Joey glances down at a pair of black boots covered just so by a pair of slightly worn blue jeans. His hands are in his front pockets now and he is bent over just a bit, head up and grinning at his reflection in the mirror as if it were an audience. He begins to rock back and forth heel to toe on his boots. The muscular ripples of his trimly toned upper arms and shoulders are looking quite nice in the flickering candle light. He then turns on his heels and heads toward the door, reaching for a yellow, man-tailored shirt hanging on the back of the door and flings it around him in one sweep, slipping it on over a black Guinea-T, and letting it hang open. It brings out his dark olive color. In spite of his insecurities, he is admiring his look. He ruffles up the front of his hair because Beverly Place doesn't like it like that and starts humming a tune from the fifties he recalls hearing in his dad's car as a kid, only in his version the words go more like this:
"When you got dys-functionality/ya get, dat-casuality/dys-functionality, and then you get a great big shri-ink bill...well, oh what else can you do/when you got dys-functionality...yeah, you are roy-a-lly screwed." Joey stares at the mirror again and mumbles something admirable to himself, building up his guard. "Ready or not, here I go, like David to the lions," he says as he hears his mother's yelp from downstairs in that voice that Beverly Place has arrived.

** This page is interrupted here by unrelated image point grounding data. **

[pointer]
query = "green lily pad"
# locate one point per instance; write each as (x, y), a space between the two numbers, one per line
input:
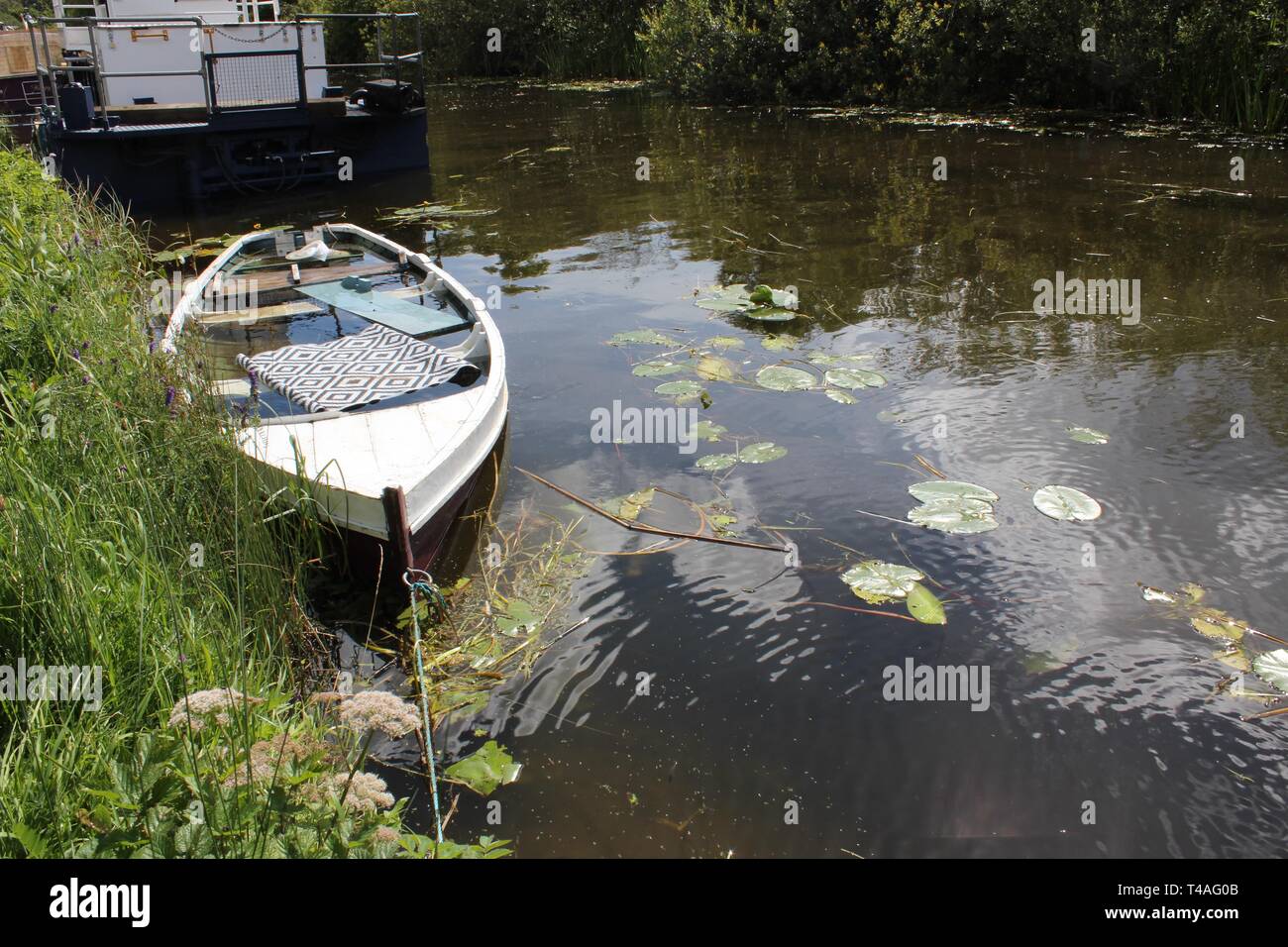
(954, 514)
(681, 389)
(484, 770)
(784, 377)
(642, 337)
(877, 581)
(1065, 502)
(854, 377)
(761, 453)
(716, 462)
(1087, 436)
(928, 491)
(1273, 668)
(925, 607)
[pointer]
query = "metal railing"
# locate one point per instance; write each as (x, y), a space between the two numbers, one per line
(48, 71)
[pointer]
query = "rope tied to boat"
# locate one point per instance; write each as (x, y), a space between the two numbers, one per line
(423, 581)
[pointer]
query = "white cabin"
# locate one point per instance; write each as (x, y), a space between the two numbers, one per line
(142, 37)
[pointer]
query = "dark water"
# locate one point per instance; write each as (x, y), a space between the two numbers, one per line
(758, 701)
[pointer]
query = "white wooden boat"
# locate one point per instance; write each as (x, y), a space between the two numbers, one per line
(389, 442)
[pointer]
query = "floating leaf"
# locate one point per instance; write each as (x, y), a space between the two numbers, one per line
(954, 515)
(1273, 668)
(725, 342)
(1087, 436)
(1065, 502)
(716, 368)
(957, 489)
(484, 770)
(716, 462)
(706, 431)
(629, 506)
(761, 453)
(925, 607)
(854, 377)
(642, 337)
(784, 377)
(780, 343)
(880, 581)
(681, 389)
(656, 368)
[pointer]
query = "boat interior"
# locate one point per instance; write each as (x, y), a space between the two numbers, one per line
(291, 287)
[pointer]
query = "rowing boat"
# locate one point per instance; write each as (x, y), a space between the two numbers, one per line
(360, 368)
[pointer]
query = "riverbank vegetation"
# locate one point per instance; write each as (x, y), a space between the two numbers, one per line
(1224, 60)
(155, 585)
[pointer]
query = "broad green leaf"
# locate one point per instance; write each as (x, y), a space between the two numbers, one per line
(925, 607)
(1065, 502)
(880, 581)
(939, 489)
(784, 377)
(484, 770)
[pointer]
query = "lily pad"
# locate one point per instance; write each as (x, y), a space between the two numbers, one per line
(1273, 668)
(784, 377)
(681, 389)
(954, 515)
(1087, 436)
(642, 337)
(928, 491)
(761, 453)
(854, 377)
(925, 607)
(1065, 502)
(484, 770)
(716, 462)
(877, 581)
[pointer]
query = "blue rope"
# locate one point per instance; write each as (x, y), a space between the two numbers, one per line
(436, 596)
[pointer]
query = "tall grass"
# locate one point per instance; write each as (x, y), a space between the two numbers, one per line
(137, 539)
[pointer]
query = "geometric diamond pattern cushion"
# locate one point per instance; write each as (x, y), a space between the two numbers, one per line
(374, 365)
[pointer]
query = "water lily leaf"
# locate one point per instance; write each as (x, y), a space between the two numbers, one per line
(716, 462)
(642, 337)
(681, 389)
(725, 342)
(1216, 624)
(780, 343)
(954, 515)
(706, 431)
(939, 489)
(1273, 668)
(925, 607)
(1087, 436)
(784, 377)
(877, 581)
(854, 377)
(657, 368)
(484, 770)
(1065, 502)
(629, 506)
(761, 453)
(716, 368)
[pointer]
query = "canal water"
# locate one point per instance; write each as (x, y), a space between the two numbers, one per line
(719, 701)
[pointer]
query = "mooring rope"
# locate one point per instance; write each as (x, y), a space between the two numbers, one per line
(434, 596)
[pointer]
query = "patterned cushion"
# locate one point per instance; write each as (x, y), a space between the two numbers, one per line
(374, 365)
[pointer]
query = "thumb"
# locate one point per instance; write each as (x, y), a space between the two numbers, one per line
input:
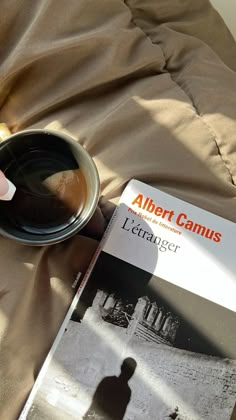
(7, 189)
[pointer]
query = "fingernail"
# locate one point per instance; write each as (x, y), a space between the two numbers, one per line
(8, 189)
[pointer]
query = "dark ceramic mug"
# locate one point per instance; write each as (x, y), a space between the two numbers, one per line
(57, 187)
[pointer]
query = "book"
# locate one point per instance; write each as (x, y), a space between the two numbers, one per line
(151, 332)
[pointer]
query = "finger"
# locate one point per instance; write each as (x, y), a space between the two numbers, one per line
(7, 189)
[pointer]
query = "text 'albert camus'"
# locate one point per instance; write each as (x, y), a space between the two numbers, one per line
(135, 228)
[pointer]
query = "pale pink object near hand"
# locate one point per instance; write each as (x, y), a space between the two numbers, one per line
(7, 188)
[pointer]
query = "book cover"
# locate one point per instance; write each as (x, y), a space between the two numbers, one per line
(151, 332)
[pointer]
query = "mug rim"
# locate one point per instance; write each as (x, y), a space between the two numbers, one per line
(72, 230)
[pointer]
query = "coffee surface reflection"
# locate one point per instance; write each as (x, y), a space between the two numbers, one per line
(49, 196)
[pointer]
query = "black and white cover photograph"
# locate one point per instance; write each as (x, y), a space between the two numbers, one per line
(139, 347)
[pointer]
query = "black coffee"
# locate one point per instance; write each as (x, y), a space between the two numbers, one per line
(50, 191)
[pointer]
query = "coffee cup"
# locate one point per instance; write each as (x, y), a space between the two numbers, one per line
(57, 187)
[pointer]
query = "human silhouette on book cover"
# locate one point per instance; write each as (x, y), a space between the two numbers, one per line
(112, 395)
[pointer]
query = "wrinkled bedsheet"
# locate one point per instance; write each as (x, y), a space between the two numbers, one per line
(149, 89)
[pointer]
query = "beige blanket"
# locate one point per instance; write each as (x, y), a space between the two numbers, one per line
(149, 89)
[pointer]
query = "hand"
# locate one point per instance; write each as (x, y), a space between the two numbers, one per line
(7, 189)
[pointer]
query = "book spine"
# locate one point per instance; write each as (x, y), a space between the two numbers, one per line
(67, 318)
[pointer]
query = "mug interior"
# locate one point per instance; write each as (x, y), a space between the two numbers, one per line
(57, 187)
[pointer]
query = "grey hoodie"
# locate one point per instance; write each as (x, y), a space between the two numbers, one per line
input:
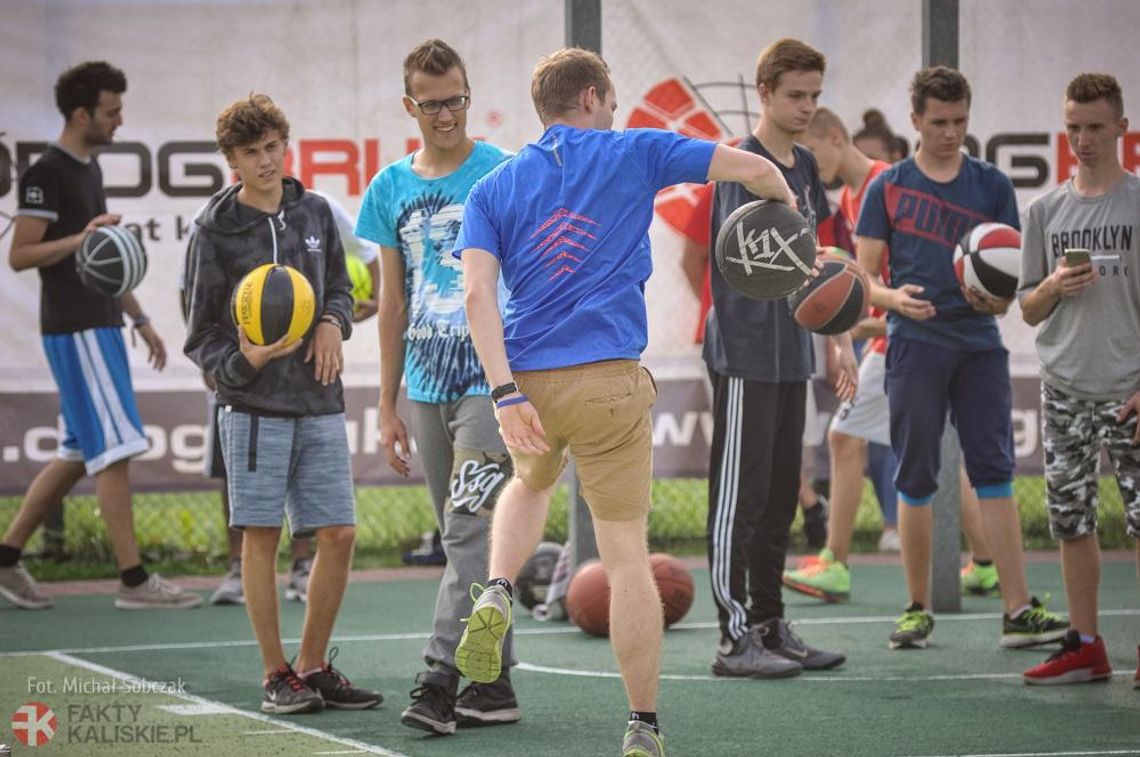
(226, 246)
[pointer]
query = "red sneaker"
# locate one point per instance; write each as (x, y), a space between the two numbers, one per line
(1074, 662)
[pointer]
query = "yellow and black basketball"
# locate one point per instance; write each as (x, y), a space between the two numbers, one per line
(273, 301)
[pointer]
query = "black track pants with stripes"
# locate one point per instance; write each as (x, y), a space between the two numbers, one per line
(754, 482)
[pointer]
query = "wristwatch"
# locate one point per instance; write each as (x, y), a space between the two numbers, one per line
(499, 392)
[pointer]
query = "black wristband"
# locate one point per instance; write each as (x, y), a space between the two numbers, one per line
(499, 392)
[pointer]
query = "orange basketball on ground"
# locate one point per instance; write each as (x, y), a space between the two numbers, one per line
(588, 599)
(836, 301)
(588, 596)
(674, 584)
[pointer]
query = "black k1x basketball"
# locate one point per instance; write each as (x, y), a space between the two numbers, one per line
(765, 250)
(111, 260)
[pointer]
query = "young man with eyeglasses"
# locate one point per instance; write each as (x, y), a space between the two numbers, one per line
(413, 209)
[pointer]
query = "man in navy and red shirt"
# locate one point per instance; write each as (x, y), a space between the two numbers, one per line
(945, 352)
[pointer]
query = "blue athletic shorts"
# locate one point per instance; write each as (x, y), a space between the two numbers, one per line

He hears his sister reciting a prayer of some kind as her doorknob slowly turns and she dares to step out into the eye of the storm. She watches admirably as Joey slides down the banister sideways on the way to a thirteenth birthday dinner for her that is sure to be chocked full of memories packed inside more baggage than she'll be able to carry.
"C'mon, sis. Let's party!" he says nearly knocking over the strategically placed statue of Mother Mary at the bottom of the railing. His sister, Anna, blesses herself with the sign of the cross a few more times before making her inevitable descent into the bowels of hell.